Voltando à vaca fria, a descentralização é o caminho a seguir. A própria Constituição da República consagra o seu Capítulo VI ao Poder Local. No entanto, a classe política andou tão distraída nas lutas recorrentes para aceder ao pote de mel, que não se deu ao necessário labor de legislar sobre a organização das autarquias locais, limitando-se a nomear, mediante o expediente jobs for the boys, governadores de região e administradores de sector como meras figuras decorativas da administração pública.

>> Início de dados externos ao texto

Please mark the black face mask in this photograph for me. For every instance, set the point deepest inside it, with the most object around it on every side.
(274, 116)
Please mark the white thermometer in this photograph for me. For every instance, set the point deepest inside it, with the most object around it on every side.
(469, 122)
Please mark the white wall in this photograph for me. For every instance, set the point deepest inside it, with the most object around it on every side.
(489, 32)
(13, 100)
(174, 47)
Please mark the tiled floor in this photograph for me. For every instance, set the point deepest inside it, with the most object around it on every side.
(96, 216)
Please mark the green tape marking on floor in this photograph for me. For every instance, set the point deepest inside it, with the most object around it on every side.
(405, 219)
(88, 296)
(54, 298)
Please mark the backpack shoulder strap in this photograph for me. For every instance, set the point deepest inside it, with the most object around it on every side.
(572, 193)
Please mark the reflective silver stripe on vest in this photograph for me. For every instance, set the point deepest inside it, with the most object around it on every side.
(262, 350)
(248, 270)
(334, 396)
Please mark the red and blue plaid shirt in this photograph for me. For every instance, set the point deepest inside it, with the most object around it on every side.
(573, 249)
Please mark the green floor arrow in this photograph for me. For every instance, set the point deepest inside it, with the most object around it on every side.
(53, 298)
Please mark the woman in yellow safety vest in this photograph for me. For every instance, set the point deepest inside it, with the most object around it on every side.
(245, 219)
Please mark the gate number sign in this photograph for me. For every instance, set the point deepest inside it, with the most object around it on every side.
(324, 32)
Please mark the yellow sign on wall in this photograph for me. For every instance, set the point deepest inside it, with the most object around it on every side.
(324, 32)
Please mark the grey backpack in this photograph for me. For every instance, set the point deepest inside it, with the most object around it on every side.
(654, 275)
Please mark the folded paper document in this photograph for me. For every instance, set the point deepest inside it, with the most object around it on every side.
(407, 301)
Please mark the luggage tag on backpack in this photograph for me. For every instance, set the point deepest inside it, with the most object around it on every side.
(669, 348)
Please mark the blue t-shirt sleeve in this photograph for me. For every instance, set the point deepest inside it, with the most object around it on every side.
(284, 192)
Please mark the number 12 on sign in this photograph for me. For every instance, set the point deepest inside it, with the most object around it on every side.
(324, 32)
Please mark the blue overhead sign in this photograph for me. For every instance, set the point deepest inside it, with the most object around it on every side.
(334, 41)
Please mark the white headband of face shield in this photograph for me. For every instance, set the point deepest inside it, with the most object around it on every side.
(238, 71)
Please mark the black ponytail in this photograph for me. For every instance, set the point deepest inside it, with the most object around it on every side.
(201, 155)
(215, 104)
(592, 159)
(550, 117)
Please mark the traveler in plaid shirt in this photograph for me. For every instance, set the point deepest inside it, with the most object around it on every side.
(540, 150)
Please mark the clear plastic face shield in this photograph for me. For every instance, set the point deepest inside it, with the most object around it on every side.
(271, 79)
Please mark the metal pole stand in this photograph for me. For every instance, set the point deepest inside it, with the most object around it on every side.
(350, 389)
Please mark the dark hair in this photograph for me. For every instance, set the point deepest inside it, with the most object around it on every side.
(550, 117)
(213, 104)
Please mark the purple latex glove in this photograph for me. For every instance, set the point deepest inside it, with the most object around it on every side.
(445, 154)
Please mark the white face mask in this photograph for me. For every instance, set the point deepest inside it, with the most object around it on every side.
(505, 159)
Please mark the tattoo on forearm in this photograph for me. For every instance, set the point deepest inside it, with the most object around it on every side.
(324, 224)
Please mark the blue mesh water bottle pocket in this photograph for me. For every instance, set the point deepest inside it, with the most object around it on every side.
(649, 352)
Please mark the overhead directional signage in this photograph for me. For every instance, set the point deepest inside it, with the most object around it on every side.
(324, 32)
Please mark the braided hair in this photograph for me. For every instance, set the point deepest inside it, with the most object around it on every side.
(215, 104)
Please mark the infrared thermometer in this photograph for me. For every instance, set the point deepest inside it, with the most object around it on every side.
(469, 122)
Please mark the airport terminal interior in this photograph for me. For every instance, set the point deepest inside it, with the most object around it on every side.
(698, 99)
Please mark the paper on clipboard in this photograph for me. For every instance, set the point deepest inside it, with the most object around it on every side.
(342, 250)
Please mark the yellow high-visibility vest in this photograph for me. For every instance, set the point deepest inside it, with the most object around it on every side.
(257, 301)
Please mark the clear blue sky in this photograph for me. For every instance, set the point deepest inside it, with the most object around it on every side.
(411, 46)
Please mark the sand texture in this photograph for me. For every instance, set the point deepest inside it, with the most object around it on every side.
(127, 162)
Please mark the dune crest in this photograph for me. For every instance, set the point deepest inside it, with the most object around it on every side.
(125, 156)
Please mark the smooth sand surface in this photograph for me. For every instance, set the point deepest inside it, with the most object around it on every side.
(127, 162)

O que propomos é organizar “Conferências sobre autarquias locais na Guiné-Bissau”, abertas a todos e com subísdios de especialistas e de alguns municípios de África e Europa. Identificados os modelos passíveis de serem adoptados, deve, numa primeira fase, lançar-se o projecto piloto – por exemplo, numa cidade de cada região –  com apoios em meios técnicos e humanos no âmbito das geminações com outras cidades do mundo com gestão autárquica avançada, e também com transferências financeiras da administração central. Findo o projecto piloto, deve finalizar-se o regime jurídico das autarquias locais que define a sua forma de organização, quadro de competências e atribuições. O país ficaria, assim, bem preparado para organizar as eleições autárquicas.